Il est frap­pant de consta­ter l’évolution actuelle d’un cer­tain dis­cours natio­na­liste qué­bé­cois, du grand projet d’émancipation qui le défi­nis­sait à l’époque, vers la défense d’un « nous » aujourd’hui défini eth­ni­que­ment et fri­leu­se­ment. On pourra faire tous les sou­bre­sauts intel­lec­tuels qu’on voudra, le « nous » prôné par des intel­lec­tuels et la direc­tion du PQ est un « nous » qui exclut et qui affirme que la majo­rité « eth­nique » a des droits qui doivent s’imposer aux « autres ». Ce natio­na­lisme fri­leux ne vise plus à insé­rer l’ensemble de la popu­la­tion dans un grand projet de trans­for­ma­tion, qui de toute façon n’est plus à l’ordre du jour selon les élites.
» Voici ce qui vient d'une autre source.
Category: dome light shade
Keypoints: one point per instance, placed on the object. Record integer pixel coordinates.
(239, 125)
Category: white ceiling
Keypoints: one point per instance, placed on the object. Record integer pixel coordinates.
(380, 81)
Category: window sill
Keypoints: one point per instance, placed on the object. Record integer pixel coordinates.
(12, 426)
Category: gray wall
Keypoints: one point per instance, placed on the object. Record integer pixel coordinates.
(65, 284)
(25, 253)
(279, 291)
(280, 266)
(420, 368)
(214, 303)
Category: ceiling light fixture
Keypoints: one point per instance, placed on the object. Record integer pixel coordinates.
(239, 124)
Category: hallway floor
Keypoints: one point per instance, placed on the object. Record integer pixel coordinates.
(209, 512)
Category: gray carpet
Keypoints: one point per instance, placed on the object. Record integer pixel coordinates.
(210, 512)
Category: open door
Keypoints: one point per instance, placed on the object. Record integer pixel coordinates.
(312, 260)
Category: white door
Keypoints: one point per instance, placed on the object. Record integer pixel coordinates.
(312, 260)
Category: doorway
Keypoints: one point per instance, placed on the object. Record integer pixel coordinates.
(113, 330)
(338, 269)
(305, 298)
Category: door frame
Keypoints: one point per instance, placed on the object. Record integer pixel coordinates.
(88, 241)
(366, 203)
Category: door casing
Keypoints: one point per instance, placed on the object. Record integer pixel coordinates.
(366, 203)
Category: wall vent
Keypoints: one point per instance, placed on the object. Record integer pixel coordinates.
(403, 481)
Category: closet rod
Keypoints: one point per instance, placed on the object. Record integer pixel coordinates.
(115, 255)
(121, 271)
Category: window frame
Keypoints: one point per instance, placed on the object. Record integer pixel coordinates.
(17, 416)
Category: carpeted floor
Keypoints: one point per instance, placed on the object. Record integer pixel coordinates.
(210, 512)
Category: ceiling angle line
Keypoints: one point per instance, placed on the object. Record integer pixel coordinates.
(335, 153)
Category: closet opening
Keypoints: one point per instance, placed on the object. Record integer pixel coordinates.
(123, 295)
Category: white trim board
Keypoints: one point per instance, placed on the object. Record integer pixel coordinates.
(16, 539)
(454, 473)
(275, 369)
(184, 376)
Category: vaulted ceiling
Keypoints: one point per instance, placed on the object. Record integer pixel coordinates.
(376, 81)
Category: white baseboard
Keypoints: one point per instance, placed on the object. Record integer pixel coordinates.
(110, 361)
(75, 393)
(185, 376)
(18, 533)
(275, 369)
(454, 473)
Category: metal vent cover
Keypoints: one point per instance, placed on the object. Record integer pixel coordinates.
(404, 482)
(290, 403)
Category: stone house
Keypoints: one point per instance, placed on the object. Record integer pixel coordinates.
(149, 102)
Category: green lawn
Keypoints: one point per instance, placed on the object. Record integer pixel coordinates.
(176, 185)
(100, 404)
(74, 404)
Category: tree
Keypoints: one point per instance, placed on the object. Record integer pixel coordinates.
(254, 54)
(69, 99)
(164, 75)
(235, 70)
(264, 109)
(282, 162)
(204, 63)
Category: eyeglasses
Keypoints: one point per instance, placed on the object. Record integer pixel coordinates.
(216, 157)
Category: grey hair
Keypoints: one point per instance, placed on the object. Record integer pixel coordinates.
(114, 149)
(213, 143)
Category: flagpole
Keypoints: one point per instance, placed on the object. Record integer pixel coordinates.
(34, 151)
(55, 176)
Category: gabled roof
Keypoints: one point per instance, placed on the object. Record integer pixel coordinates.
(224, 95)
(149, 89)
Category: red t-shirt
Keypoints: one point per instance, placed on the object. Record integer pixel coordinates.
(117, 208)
Exit la concep­tion d’une nation qui s’« invente » et se défi­nit, comme à l’époque des révo­lu­tions euro­péennes et des mou­ve­ments de libé­ra­tion natio­nale du tiers-monde. Plus ques­tion de « fondre » et d’hybridiser les anciennes com­mu­nau­tés dans le creu­set d’une « nou­velle iden­tité » défi­nie socia­le­ment et poli­ti­que­ment (liberté, fra­ter­nité, éga­lité). Le danger, ce n’est pas la subor­di­na­tion de la société qué­bé­coise à une élite glo­ba­li­sée prin­ci­pa­le­ment basée à Wall Street et secon­dai­re­ment à Bay Street, ce sont ces « autres » qui veulent nous impo­ser leurs hijabs.

L’émancipation

Comment retrou­ver l’élan éman­ci­pa­teur d’antan en le trans­for­mant face aux nou­veaux défis actuels ? Pour les classes popu­laires, le « nous » et l’« autre » doivent être remis à l’endroit. Le « nous», ce sont l’ensemble des domi­nés, « nou­veaux » comme « anciens » immi­grants (ne sommes-nous pas tous des « immi­grants», même les Premières Nations qui sont arri­vées avant les autres ?). Les « autres », ce sont les domi­nants qui dans notre partie du monde sont liés d’une manière ou d’une autre à cet Empire états-unien qui est la grande menace. La construc­tion de valeurs et de réfé­rences com­munes se fera dans cette lutte pour l’émancipation et qui a fait que de « nou­velles » nations ont créé dans le Paris révo­lu­tion­naire de 1789 un pôle pour toute l’Europe. Pour un temps, les révo­lu­tion­naires fran­çais ont accueilli, inté­gré, inclus. Ils ont éman­cipé les Juifs. Ils ont ouvert le pays aux géné­ra­tions d’Italiens, de Polonais et d’autres mul­ti­tudes prêtes à se joindre à un grand projet natio­nal et social. À une autre échelle, c’est ce projet qui a pris son essor dans le tiers-monde deux cent plus tard. On a tenté, avec des succès inégaux, de construire de nou­velles « nations » mozam­bi­caine, sud-afri­caine, algé­rienne, viet­na­mienne. On a essayé, dans des condi­tions de grande adver­sité d’ériger des « nations », et non des « groupes eth­niques » que chaque pou­voir colo­nial, à sa manière, ten­tait de mettre de l’avant. Certes, ce projet n’est pas ter­miné. Certes ce projet a créé ses propres contra­dic­tions, exclu­sions, bifur­ca­tions, impasses. Mais il faut le reprendre et le trans­for­mer. Saint-Jean Baptiste a été tué à Montréal en juin 1969. Ne déter­rons pas le cadavre.